# I need some help



## Guest (Mar 24, 2005)

I got 1 of my powder blues sick. It opens and closes mouth and stop eating. What should I do? Is methilene blue and quarentine ok, should i raise temperature in the quarentine aquarium?? 


Please any imput would be appreciated.

Temps have been in the range of 23 (at night) to 25 (during the day)... 
Humidity 80% 
Their diet typically consisted of ff/pinhead crickets/and springtails ever once in a while. I also use Rep-Cal Multi & Cal/D every meal. 
All the other frogs are healthy and they are in a 55 gallong tank. 
About 1 week ago we noticed that 1 of them was looking off (he was staying in the same position crouching down). He seemed really weak and was not great at catching food. He would open his mouth a lot. 
Since then we have separated the frogs and put them in a mixture of Pedialyte & water. One of them is steady, possibly getting better, and the other has lost a lot of weight and hardly moves.


----------



## kyle1745 (Feb 15, 2004)

Its hard to say, I have had this happen, but have lost the frog evey time. You could get a fecal done and see if a vet can tell what it might have. Could aslo try treating with Baytril and see if that helps.

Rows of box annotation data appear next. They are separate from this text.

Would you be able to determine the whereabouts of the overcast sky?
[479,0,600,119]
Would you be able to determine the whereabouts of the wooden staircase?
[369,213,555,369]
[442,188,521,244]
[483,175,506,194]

All in all contact a vet.


----------



## Guest (Mar 26, 2005)

Hey Newt,

More info is needed for anyone to really help, but if you are worried take it to a vet. Are any marks or discoloration visible? What are your temps now? What has your supplementing schedule been. What's the humidity, have you had any other problems? Besides the opening and closing of the mouth how does the frog act.


----------



## Guest (Mar 31, 2005)

thanx for the replies...

Temps have been in the range of 23 (at night) to 25 (during the day)...
Humidity 80%
Their diet typically consisted of ff/pinhead crickets/and springtails ever once in a while. I also use Rep-Cal Multi & Cal/D every meal.
All the other frogs are healthy and they are in a 55 gallong tank.
About 1 week ago we noticed that 1 of them was looking off (he was staying in the same position crouching down). He seemed really weak and was not great at catching food. He would open his mouth a lot. 
Since then we have separated the frogs and put them in a mixture of Pedialyte & water. One of them is steady, possibly getting better, and the other has lost a lot of weight and hardly moves.


----------



## dmartin72 (Oct 27, 2004)

I would seriously consider changing the title of this thread. I think we all know what 'WTF' stands for and if you really want help, stop demanding it with that kind of language.


----------



## Guest (Mar 31, 2005)

dmartin72 said:


> I would seriously consider changing the title of this thread. I think we all know what 'WTF' stands for and if you really want help, stop demanding it with that kind of language.


Hi Martin,

I do agree with you and it will be change asap. I personally apologize with anyone that got offended by me writing "wtf" in my post. Now it would be nice if Anyone could help me find out what is wrong with the frogs. There is not a veterinarian here in town that deals with dart frogs and I am pretty sure I could get better help from you guys. 
PS: there is little time on of the frogs is really getting weak.
Thank you in advance

XR


----------



## JoshKaptur (Feb 17, 2004)

Did you get the fecal done?


----------



## Guest (Mar 31, 2005)

too late they die


----------



## dmartin72 (Oct 27, 2004)

More than 1 died? Sorry to hear that Newt. I had a feeling it was going to happen no matter what you did. How old was it? Did it have full tongue mobility? Was it accurate with its tongue from the moment you got it? Was it eating well the whole time? Small froglets can be so temperamental. I would suggest getting young plumb juvis.


----------



## Guest (Apr 1, 2005)

dmartin72 said:


> More than 1 died? Sorry to hear that Newt. I had a feeling it was going to happen no matter what you did. How old was it? Did it have full tongue mobility? Was it accurate with its tongue from the moment you got it? Was it eating well the whole time? Small froglets can be so temperamental. I would suggest getting young plumb juvis.


Hi Martin,

No, one of them only. The other guy is not as bad as the one that died and i am hoping he gets better. They are juvis about 5 months old. For some reason i always have bad luck with juvis. At the beginning he had full tongue mobility but when he got sick he did lose most of his tongue mobility soo he was not accurate with its tongue anymore. When I got them they were really healthy and eating well the whole time.

Cheers 

Xavier


----------



## Guest (Apr 1, 2005)

Sorry to hear about your loss....

Are the frogs soaking in water? That is a sign of a bacterial infection.
The loss of tongue coordination can be lack of vitamin D, but I don't think that is it. I would have a vet run a fecal, to at least check. 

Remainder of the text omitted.